Scientists are increasingly detecting common human drugs making their way into rivers, lakes and oceans around the world, with largely unknown consequences for aquatic wildlife.
A first-of-its-kind study has revealed traces of cocaine polluting rivers and lakes may accumulate in the brains of salmon and disrupt their behaviour, with fish swimming further and dispersing more widely after exposure to environmental levels of the drug and its main metabolite.
Tracking ‘cocaine’ fish in the wild
This study, conducted in Lake Vättern in Sweden, set out to explore whether cocaine pollution could affect fish in the wild. Researchers fitted two-year-old hatchery-reared Atlantic salmon with implants that slowly released environmentally realistic levels of cocaine or its primary metabolite, benzoylecgonine (i.e. the main thing left over after our bodies break down cocaine). A third group of fish that received drugless implants served as controls. All were fitted with acoustic transmitters.
Using sensors around the lake, the researchers tracked the salmon for two months. All the salmon became less active and more settled in part of the lake over time, but those exposed to cocaine and its metabolite were more active towards the end of the study.
Juvenile Atlantic salmon that were artificially exposed to benzoylecgonine swam up to 1.9 times farther per week than unexposed fish and dispersed up to 12.3 kilometres farther across the lake. Fish exposed to cocaine showed a similar pattern, but surprisingly the effect was weaker and less consistent.
Dr Jack Brand at the Swedish University of Agricultural Sciences concluded “it was really the metabolite, which we know occurs at higher concentrations in the wild, that had the much more profound effect on fishes’ behaviour and movement”. Brand warns the study’s findings “suggests that if we’re doing risk assessments and not including compounds like these metabolites and derivatives, we may be missing a big chunk of the environmental risk we’re exposing these animals to.”
Alteration in behaviour could expose vulnerable fish to greater predation risk
For species such as Atlantic salmon, which are already under pressure from climate change, habitat loss and other pollutants, even subtle behavioural disruptions could compound the challenges they face.
Additionally, when contaminants alter behaviour, the consequences can extend out well beyond the individual.
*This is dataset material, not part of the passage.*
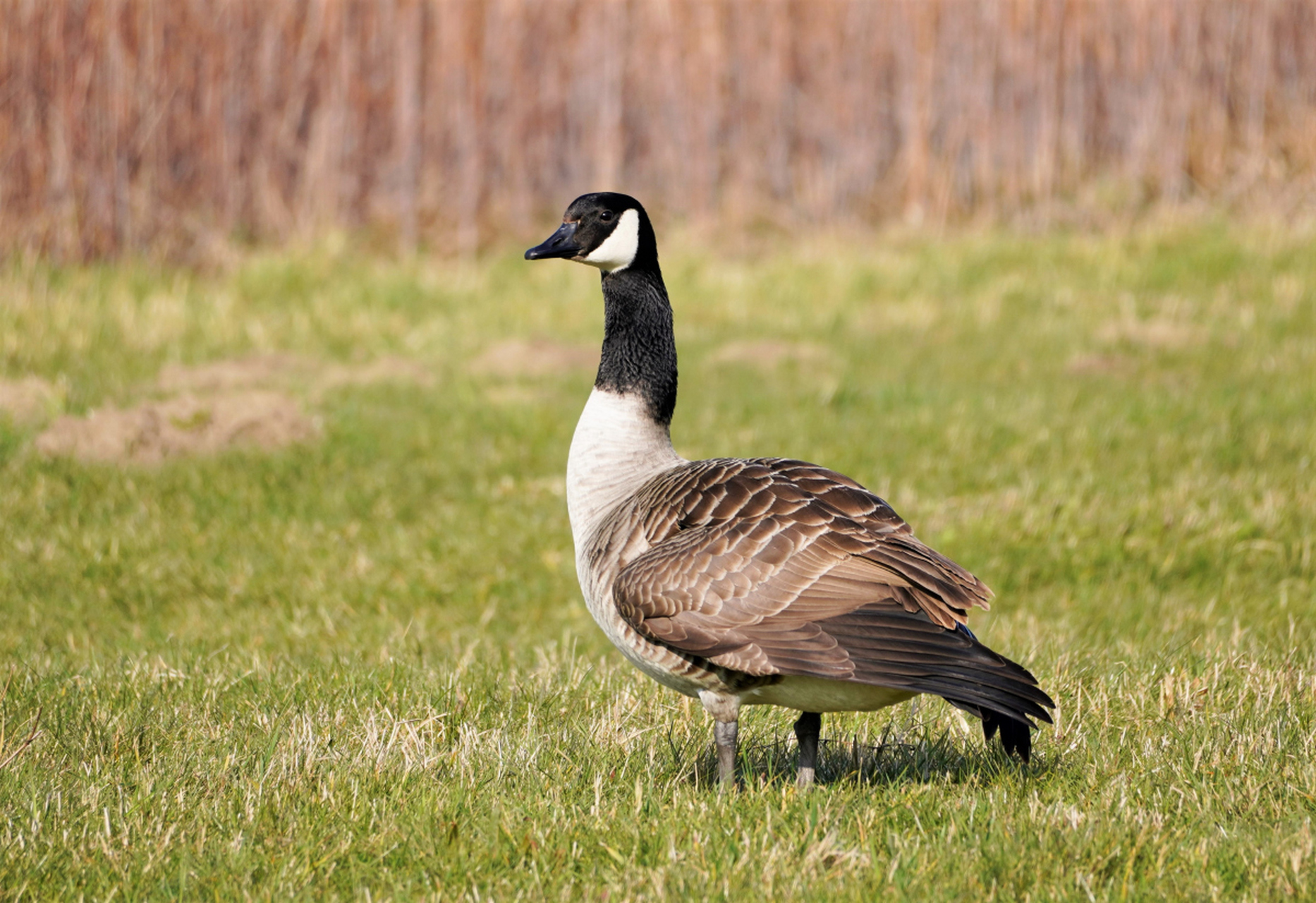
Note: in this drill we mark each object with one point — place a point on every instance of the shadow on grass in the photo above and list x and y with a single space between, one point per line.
895 760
Small shifts in how animals move, feed or respond to threats can scale up to influence the dynamics of whole populations, interactions between species, and the way entire ecosystems work.
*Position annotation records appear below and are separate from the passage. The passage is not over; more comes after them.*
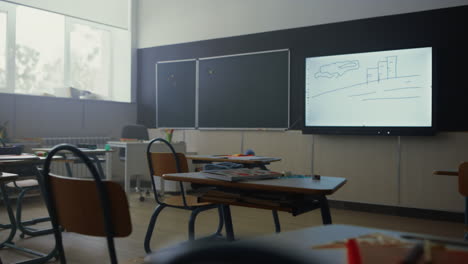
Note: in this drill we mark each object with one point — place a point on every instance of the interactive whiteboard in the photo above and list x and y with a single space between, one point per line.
374 89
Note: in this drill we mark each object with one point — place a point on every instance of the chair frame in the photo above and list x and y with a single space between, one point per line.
102 193
195 209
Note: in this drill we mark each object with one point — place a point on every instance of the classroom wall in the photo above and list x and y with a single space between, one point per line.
109 12
168 22
380 170
38 116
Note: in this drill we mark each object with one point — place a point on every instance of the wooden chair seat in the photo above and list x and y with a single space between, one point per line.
192 200
23 183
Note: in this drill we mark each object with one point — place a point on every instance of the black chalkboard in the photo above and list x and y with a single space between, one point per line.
175 94
244 91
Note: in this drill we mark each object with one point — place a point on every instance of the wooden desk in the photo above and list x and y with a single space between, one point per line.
6 177
251 161
301 242
446 173
312 193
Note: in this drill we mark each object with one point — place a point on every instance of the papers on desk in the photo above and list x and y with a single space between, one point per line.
250 158
241 174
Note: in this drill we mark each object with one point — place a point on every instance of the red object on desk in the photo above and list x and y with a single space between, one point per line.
352 250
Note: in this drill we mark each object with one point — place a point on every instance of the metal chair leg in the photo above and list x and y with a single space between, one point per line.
149 232
193 216
466 219
221 220
276 220
22 224
228 222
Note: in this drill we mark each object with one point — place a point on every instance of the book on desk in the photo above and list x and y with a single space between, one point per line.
241 174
While the impact the pollutants have when they enter watercourses from sewage works remains unclear, the study’s researcher warn the fish may pay a price if they burn more energy, or face greater risks from predators if they have to forage for more food to keep their energy up.
Common drugs pose major and escalating risk to biodiversity
After cocaine is consumed, the body rapidly breaks it down, mainly into benzoylecgonine. Both the original drug and the metabolite- leftovers from the body’s use of a different substance – are excreted and can then enter wastewater systems.
While existing wastewater treatment can remove many illicit drugs, including cocaine and benzoylecgonine, a main source in waterways is raw sewage that can come from storm overflows and misconnects in household plumbing. Cocaine is now one of the most detected illicit drugs in aquatic environments worldwide.
A global analysis found average surface water concentrations of about 105 nanograms per litre for cocaine and 257 nanograms per litre for benzoylecgonine, with maximum concentrations reaching into the thousands of nanograms. While these levels are low, they remain a concern because the compounds target brain systems shared across many animals, meaning even small amounts have the potential to affect wildlife.
Scientists have previously warned that pollution from common drugs poses “a major and escalating risk to biodiversity” and have called on pharmaceutical companies to focus on developing medicines that breakdown in the environment.
Professor Leon Barron, who leads the emerging chemical contaminants team at Imperial College London, told the Guardian “better wastewater management, particularly reduced raw sewage discharges, could help lower any risks to wildlife and their ecosystems”.